У них было принципиально разное отношение к мифу о композиторе. Дунаевский писал: "Достойно удивления, как умудрились авторы фильма так ловко пробраться мимо почти всех событий жизни Глинки и создать неправдоподобный, фальшивый фильм. Знаменитое питерское наводнение, когда сразу вспоминаются Пушкин, "Медный всадник", одинокий возлюбленный, потерявший возлюбленную, — в общем, все хрестоматийные вещи, видимо, остались за пределами Гришиной эрудиции. Глинка был богат, а в фильме он беден, как церковная мышь, и нуждается".

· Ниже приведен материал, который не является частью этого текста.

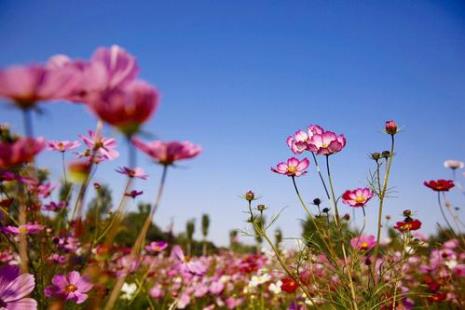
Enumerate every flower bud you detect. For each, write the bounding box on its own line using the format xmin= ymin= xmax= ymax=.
xmin=245 ymin=190 xmax=255 ymax=202
xmin=312 ymin=198 xmax=321 ymax=206
xmin=257 ymin=204 xmax=267 ymax=212
xmin=342 ymin=213 xmax=350 ymax=221
xmin=403 ymin=209 xmax=412 ymax=217
xmin=382 ymin=151 xmax=391 ymax=159
xmin=370 ymin=152 xmax=381 ymax=161
xmin=385 ymin=120 xmax=398 ymax=135
xmin=322 ymin=207 xmax=330 ymax=214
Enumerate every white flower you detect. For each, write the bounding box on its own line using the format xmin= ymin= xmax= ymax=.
xmin=249 ymin=274 xmax=271 ymax=287
xmin=445 ymin=259 xmax=458 ymax=270
xmin=444 ymin=160 xmax=464 ymax=170
xmin=121 ymin=282 xmax=137 ymax=300
xmin=268 ymin=280 xmax=282 ymax=294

И ещё Дунаевский, который, в отличие от Александрова, никуда не ездил, недоумевал, как великий путешественник Григорий Васильевич, побывавший в "Европах", Америке, Испании, показал Италию, карнавал, фейерверк и не показал человека среди этой экзотики. Не показал, как Глинка учился в Италии, как он себя готовил, "воспитывал" свой слух для того, чтобы служить родному музыкальному искусству, мысль о котором не покидала его никогда. Дунаевский констатирует: "Александров оторвался от запросов зрителя", имея в виду не идеологическую сторону, а прежде всего то, как скучно получилось. Александров создал "богатый" фильм в угоду одному постулату — доказать, что Глинка великий композитор и что его давила царская власть. Дунаевский высказал всё, что он думает об Александрове. "Фильм сделан хорошо, пышно, богато, как умеет делать Александров. Но фильм холоден, потому что в нём нет человеческого, тёплого. Всё в нём действуют холодно, кладут свои усилия на алтарь одного режиссёра".

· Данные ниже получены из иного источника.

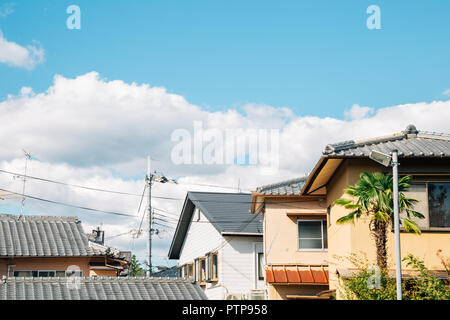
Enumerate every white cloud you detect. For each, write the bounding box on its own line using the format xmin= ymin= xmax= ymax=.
xmin=0 ymin=30 xmax=45 ymax=69
xmin=443 ymin=89 xmax=450 ymax=96
xmin=344 ymin=104 xmax=374 ymax=120
xmin=1 ymin=72 xmax=449 ymax=265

История взаимоотношений двух талантливых людей, их спор по большому счёту, как это ни парадоксально, закончился победой Дунаевского. Проигрывая Александрову в смешных технических деталях удачливого быта, он выиграл в главном — в творчестве. Пересматривая сегодня все шедевры советского юмора, созданные Дунаевским и Александровым, убеждаешься в том, что фильмы Александрова, комедии, сейчас живут за счёт музыки. В видеоряде с каждым годом обнаруживаешь всё больше изъянов. И только музыка не устаревает. Это свойство гениальности.

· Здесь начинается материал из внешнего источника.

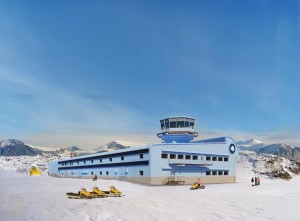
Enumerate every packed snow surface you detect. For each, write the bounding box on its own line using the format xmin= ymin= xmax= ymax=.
xmin=1 ymin=159 xmax=300 ymax=221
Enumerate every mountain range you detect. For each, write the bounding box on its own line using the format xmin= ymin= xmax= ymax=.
xmin=237 ymin=139 xmax=300 ymax=161
xmin=0 ymin=139 xmax=132 ymax=157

Так закончилась великая дружба и великая гонка Григория Васильевича и Исаака Осиповича. Режиссёру была суждена долгая старость, пережившая его славу, с мучительной необходимостью остаться в конце жизни одному, без Любови Орловой, которая была для него всем. Его смерть в 1983 году окончательно опустила занавес над судьбой самой знаменитой пары советского кино.
СЧАСТЬЕ ЦАРЯ СОЛОМОНА
Исаак из Лохвицы никогда не был гонимым. Но иногда он чувствовал, что жизнь, его жизнь — не та штука, которая может попасть в перечень добрых дел Бога. И это была самая большая проблема. Своей бессменной возлюбленной по переписке Людмиле Райнль-Головиной он писал: "Я, будем говорить грубо и, конечно, далеко не точно, — "благополучный человек", имеющий в жизни, как говорят, всё, что может иметь человек, славу, деньги, положение, не одну, а даже две семьи, не двух, а, кажется, трёх любящих женщин, в разной степени вращающихся в моей жизненной орбите — кто в прошлом, кто в настоящем. Да, я благополучно сижу на пороховой бочке, не взорвавшейся до сих пор исключительно благодаря моему умению "творить жизнь" и благодаря удивительной способности отдалять час расплаты за счёт трагических противоречий, разъедающих жизнь и целостность всех участников (прошлых и настоящих) этой житейской драмы… Удивительные способности мои к подобной жизни зиждутся на моём неиссякаемом оптимизме и материальном благополучии. А знание людей, с которыми приходилось и приходится сталкиваться, порождает умение лавировать с большими или меньшими потерями вот уже в течение более чем 15 лет среди разных бурь и подводных рифов".